This online conversation with Celeste-Marie Bernier, Judith Butler and Isaac Julien, explores the impact of the women in Frederick Douglass’ life on current pursuits of justice.
While widely acknowledged as an icon of abolitionism, Frederick Douglass (1818–1895) is less understood as an early figure in the intersectional pursuit of human rights, a dissonance which informed filmmaker and artist Isaac Julien’s immersive moving-image installation Lessons of the Hour—Frederick Douglass (2019). In this wide-ranging conversation, Julien is joined by the celebrated philosopher and educator Judith Butler and acclaimed Douglass scholar Celeste-Marie Bernier to examine the role of the influential women in Douglass’ life and their overdue recontextualization as pioneers in the history of civil rights. Butler’s renowned scholarship in the fields of philosophy, ethics, feminism, queer and literary theory guides her moderation of the conversation.
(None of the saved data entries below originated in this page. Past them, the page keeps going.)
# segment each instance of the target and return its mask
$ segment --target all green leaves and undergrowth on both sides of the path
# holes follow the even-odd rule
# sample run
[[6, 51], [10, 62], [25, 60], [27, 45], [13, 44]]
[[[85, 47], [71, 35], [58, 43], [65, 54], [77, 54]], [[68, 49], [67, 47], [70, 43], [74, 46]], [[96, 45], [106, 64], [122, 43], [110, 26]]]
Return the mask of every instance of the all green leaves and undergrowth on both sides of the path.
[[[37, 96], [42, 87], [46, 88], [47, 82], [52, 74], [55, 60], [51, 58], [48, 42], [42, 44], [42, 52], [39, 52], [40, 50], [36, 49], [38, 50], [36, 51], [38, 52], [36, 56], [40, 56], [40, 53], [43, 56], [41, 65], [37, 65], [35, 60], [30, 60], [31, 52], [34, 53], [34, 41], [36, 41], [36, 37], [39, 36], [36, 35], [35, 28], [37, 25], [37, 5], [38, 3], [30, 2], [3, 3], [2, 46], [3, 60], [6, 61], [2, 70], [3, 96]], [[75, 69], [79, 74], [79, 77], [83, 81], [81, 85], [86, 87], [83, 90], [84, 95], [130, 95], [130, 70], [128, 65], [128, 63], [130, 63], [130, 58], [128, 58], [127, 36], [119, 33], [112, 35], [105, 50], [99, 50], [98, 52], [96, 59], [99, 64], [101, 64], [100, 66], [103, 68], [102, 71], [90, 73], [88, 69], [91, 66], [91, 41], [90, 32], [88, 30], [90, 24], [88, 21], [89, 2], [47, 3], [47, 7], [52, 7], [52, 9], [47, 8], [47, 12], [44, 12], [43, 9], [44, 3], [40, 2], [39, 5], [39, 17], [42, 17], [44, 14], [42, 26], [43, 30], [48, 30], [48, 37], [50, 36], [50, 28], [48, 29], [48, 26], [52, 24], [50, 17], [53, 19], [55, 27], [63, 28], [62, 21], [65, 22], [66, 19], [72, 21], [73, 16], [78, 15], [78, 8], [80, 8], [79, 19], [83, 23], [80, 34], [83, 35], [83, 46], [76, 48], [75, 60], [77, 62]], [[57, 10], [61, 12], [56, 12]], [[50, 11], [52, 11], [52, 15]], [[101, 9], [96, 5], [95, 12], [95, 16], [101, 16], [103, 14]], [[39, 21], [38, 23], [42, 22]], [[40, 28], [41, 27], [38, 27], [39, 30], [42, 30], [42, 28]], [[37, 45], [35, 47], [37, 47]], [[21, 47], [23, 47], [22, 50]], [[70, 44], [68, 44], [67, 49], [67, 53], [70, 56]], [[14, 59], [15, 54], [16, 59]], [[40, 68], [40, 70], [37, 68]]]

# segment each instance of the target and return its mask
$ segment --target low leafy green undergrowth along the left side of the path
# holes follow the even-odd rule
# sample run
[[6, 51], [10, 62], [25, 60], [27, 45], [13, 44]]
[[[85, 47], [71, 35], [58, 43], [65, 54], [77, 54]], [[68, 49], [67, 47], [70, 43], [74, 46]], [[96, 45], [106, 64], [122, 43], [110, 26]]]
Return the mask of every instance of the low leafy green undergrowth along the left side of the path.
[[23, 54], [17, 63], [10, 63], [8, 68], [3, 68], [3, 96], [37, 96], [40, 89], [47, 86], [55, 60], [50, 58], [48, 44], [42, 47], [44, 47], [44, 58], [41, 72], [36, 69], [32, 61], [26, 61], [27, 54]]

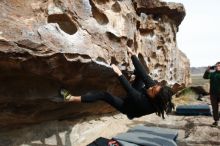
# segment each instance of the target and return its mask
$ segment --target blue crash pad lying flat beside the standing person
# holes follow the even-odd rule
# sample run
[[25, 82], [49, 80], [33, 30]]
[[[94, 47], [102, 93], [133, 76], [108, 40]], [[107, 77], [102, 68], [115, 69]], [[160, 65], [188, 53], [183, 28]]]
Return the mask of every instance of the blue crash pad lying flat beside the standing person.
[[211, 111], [208, 104], [202, 105], [179, 105], [176, 107], [177, 115], [211, 115]]

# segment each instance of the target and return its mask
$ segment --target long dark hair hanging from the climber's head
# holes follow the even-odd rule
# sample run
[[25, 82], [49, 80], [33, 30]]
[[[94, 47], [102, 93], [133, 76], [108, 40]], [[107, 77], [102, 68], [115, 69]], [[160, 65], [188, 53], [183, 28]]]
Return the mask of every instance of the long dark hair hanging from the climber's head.
[[152, 103], [156, 108], [156, 114], [163, 119], [165, 119], [164, 113], [168, 114], [172, 112], [172, 109], [174, 109], [172, 95], [173, 92], [170, 87], [162, 86], [159, 93], [152, 100]]

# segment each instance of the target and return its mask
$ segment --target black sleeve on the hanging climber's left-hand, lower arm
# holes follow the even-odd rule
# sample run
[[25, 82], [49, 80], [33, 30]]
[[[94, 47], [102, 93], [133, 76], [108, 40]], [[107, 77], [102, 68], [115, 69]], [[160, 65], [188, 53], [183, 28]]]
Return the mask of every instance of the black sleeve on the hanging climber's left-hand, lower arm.
[[131, 86], [131, 84], [129, 83], [129, 81], [126, 79], [126, 77], [124, 75], [119, 76], [118, 79], [119, 79], [121, 85], [123, 86], [123, 88], [126, 90], [126, 92], [129, 95], [131, 95], [132, 97], [139, 97], [140, 96], [141, 93]]

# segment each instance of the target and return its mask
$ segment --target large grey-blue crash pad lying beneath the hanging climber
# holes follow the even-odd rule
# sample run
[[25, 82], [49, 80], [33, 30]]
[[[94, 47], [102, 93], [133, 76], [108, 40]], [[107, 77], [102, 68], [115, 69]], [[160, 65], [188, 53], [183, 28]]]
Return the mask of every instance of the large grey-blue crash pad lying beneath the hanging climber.
[[[177, 135], [176, 130], [141, 125], [131, 128], [126, 133], [118, 134], [113, 139], [142, 146], [176, 146], [174, 139]], [[122, 143], [121, 145], [126, 146]]]

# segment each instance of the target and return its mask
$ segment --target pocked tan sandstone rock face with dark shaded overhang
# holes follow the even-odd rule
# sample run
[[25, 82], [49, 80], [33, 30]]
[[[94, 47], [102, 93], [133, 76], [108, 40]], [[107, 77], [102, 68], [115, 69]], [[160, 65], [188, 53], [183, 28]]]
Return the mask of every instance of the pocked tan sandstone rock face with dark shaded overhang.
[[[106, 104], [54, 103], [73, 94], [122, 95], [111, 63], [129, 78], [131, 47], [157, 80], [189, 82], [189, 61], [176, 44], [183, 5], [141, 0], [0, 1], [0, 127], [106, 113]], [[7, 121], [7, 122], [6, 122]]]

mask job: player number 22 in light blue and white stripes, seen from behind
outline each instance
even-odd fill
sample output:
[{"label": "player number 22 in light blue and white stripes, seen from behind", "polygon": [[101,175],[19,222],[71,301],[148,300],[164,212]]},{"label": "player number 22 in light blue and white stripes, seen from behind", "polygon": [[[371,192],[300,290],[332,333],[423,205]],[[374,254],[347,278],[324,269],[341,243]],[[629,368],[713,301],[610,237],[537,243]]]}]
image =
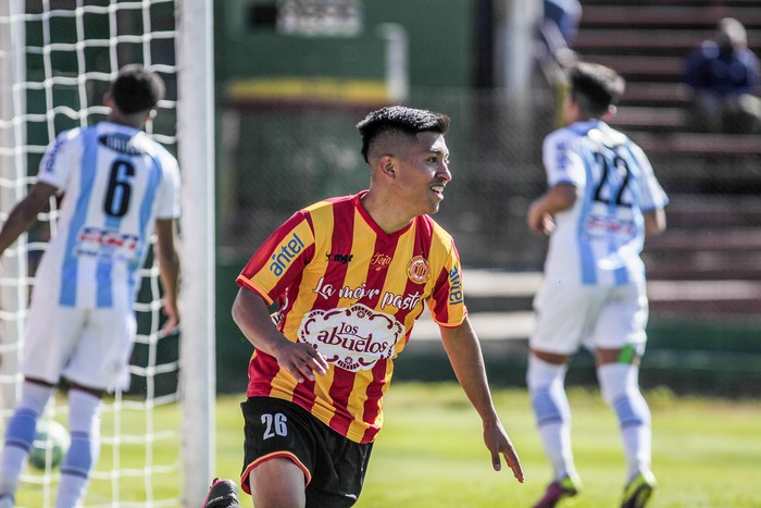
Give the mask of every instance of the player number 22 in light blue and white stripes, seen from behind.
[{"label": "player number 22 in light blue and white stripes, seen from behind", "polygon": [[581,491],[571,451],[564,388],[567,362],[581,346],[595,352],[604,400],[621,425],[628,472],[623,507],[645,506],[650,471],[650,411],[638,386],[648,300],[639,257],[645,236],[665,228],[668,198],[643,150],[604,120],[624,80],[579,62],[570,73],[566,126],[545,138],[549,189],[528,210],[528,226],[551,235],[545,278],[534,300],[536,330],[526,381],[554,478],[537,507]]}]

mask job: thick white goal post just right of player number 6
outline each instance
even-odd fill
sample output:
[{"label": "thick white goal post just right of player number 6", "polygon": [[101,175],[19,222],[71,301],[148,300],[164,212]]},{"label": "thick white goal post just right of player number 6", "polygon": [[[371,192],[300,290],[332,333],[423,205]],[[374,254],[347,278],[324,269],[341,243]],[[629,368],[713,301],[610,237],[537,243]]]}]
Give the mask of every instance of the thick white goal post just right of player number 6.
[{"label": "thick white goal post just right of player number 6", "polygon": [[180,389],[185,506],[194,506],[207,494],[215,449],[213,7],[212,0],[179,0],[179,5]]}]

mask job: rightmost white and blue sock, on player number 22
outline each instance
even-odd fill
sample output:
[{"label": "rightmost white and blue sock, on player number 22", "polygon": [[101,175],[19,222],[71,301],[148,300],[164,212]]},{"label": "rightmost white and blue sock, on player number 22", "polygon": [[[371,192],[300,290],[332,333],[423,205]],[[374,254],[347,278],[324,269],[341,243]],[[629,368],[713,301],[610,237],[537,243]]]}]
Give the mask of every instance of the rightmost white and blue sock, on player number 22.
[{"label": "rightmost white and blue sock, on player number 22", "polygon": [[650,471],[652,430],[650,408],[639,391],[639,368],[608,363],[597,369],[604,400],[615,410],[627,464],[627,482]]}]

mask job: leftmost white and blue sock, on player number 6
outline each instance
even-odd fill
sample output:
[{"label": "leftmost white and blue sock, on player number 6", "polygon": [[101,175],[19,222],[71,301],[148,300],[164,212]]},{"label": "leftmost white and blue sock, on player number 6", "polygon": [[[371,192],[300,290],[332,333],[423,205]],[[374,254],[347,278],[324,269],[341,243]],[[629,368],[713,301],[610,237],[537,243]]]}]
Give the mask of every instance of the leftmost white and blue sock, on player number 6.
[{"label": "leftmost white and blue sock, on player number 6", "polygon": [[[3,506],[3,503],[8,506],[8,501],[13,506],[13,498],[18,488],[18,476],[29,456],[37,422],[45,412],[52,393],[52,386],[26,381],[22,384],[21,399],[8,421],[5,444],[0,457],[0,506]],[[12,445],[9,446],[9,443]]]}]

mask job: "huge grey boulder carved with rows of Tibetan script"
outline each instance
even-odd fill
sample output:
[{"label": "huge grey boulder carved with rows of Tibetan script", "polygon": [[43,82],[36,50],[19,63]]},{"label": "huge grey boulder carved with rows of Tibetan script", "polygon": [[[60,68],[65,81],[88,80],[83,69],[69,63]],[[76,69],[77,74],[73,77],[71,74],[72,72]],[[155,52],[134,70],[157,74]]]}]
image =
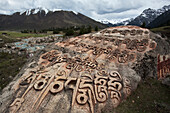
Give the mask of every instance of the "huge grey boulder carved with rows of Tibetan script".
[{"label": "huge grey boulder carved with rows of Tibetan script", "polygon": [[113,112],[142,78],[157,77],[169,43],[137,26],[106,28],[38,51],[2,90],[1,113]]}]

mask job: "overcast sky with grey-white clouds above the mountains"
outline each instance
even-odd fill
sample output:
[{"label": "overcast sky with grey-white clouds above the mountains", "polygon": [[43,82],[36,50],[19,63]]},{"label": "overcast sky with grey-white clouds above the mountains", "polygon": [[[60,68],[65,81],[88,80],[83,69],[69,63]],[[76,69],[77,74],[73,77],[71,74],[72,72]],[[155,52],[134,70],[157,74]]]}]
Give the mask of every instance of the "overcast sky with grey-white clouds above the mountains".
[{"label": "overcast sky with grey-white clouds above the mountains", "polygon": [[80,12],[95,20],[118,21],[134,18],[146,8],[158,9],[170,0],[0,0],[0,14],[43,7]]}]

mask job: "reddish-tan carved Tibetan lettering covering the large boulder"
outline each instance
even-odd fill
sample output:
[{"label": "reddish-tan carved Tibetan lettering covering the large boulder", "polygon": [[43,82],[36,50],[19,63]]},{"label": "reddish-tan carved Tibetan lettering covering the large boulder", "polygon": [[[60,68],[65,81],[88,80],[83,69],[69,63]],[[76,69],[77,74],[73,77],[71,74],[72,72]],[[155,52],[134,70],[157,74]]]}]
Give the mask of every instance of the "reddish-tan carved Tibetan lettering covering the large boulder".
[{"label": "reddish-tan carved Tibetan lettering covering the large boulder", "polygon": [[16,90],[24,93],[18,92],[10,111],[20,112],[31,101],[23,109],[36,112],[49,95],[59,98],[70,92],[71,109],[81,107],[95,113],[96,106],[103,108],[107,102],[117,107],[132,92],[131,80],[119,67],[131,65],[138,56],[156,48],[149,33],[140,27],[116,27],[56,43],[59,49],[42,54],[37,67],[18,80]]}]

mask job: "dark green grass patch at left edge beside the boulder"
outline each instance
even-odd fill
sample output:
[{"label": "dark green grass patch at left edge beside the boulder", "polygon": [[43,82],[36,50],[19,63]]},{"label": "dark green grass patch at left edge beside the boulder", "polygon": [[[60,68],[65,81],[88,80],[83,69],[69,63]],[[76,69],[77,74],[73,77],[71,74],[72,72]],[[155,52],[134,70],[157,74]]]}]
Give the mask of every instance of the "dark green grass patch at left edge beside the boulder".
[{"label": "dark green grass patch at left edge beside the boulder", "polygon": [[26,62],[26,56],[0,53],[0,91],[9,84]]}]

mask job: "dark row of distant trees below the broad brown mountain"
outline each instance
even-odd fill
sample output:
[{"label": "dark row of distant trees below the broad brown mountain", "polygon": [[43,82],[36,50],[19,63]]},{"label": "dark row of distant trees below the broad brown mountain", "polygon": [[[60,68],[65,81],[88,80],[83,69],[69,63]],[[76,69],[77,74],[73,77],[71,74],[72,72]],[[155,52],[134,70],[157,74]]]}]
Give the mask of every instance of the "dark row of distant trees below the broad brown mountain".
[{"label": "dark row of distant trees below the broad brown mountain", "polygon": [[91,33],[92,31],[98,31],[99,28],[96,26],[95,28],[89,26],[72,26],[72,27],[67,27],[67,28],[49,28],[49,29],[43,29],[43,30],[22,30],[21,33],[47,33],[48,31],[52,31],[53,34],[59,34],[59,33],[64,33],[65,36],[77,36],[77,35],[82,35],[82,34],[87,34]]}]

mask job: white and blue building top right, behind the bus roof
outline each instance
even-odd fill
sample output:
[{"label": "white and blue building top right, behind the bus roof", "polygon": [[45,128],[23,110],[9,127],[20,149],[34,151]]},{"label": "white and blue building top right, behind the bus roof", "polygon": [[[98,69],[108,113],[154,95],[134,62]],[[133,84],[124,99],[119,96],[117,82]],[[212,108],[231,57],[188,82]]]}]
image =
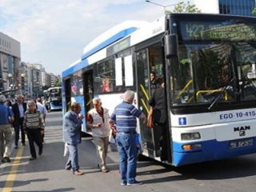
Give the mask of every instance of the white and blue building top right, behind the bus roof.
[{"label": "white and blue building top right, behind the bus roof", "polygon": [[202,13],[254,16],[255,0],[194,0]]}]

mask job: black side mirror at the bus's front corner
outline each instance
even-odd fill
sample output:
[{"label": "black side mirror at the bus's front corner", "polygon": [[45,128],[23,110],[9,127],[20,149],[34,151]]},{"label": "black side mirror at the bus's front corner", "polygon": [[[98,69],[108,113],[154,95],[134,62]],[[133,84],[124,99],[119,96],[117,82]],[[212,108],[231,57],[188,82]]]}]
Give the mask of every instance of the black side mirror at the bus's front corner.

Currently the Maxine Elliot Professor of Comparative Literature at University of California, Berkeley, Butler’s theories have compelled generations of activists, artists and students to grapple with notions of gender performativity, individualism and power. As professor of United States and Atlantic Studies at the University of Edinburgh, Bernier specializes in the literatures, histories, politics, visual cultures and philosophies of women, men and children living in the African Diaspora. Julien worked closely with Bernier on Lessons of the Hour’s narration to construct “tableaux vivants” that reimagine Douglass’ relationships to Anna Murray Douglass and Helen Pitts, his first and second wives; Ellen and Anna Richardson, who raised funds to purchase Douglass’ freedom and supported his return to America; the suffragette Susan B. Anthony; and feminist activist and translator Ottilie Assing. Their inclusion as representatives of certain ideals of equality asks us to reevaluate the biases inherent in the historical record.
The West Coast premiere of Lessons of the Hour at McEvoy Foundation for the Arts (October 14, 2020 – March 13, 2021) is joined by an exhibition of Julien’s related photography and selections from the McEvoy Family Collection that further explore questions of identity, justice, history, and image-making in the film. New Labor Movements, a resonant original program of film and video shorts curated by Leila Weefur, explores contemporary visions of America and concepts of transnational Blackness. Online conversations with these artists and invited thinkers and scholars take place throughout the run of the exhibition. Admission to the exhibition and conversations is free.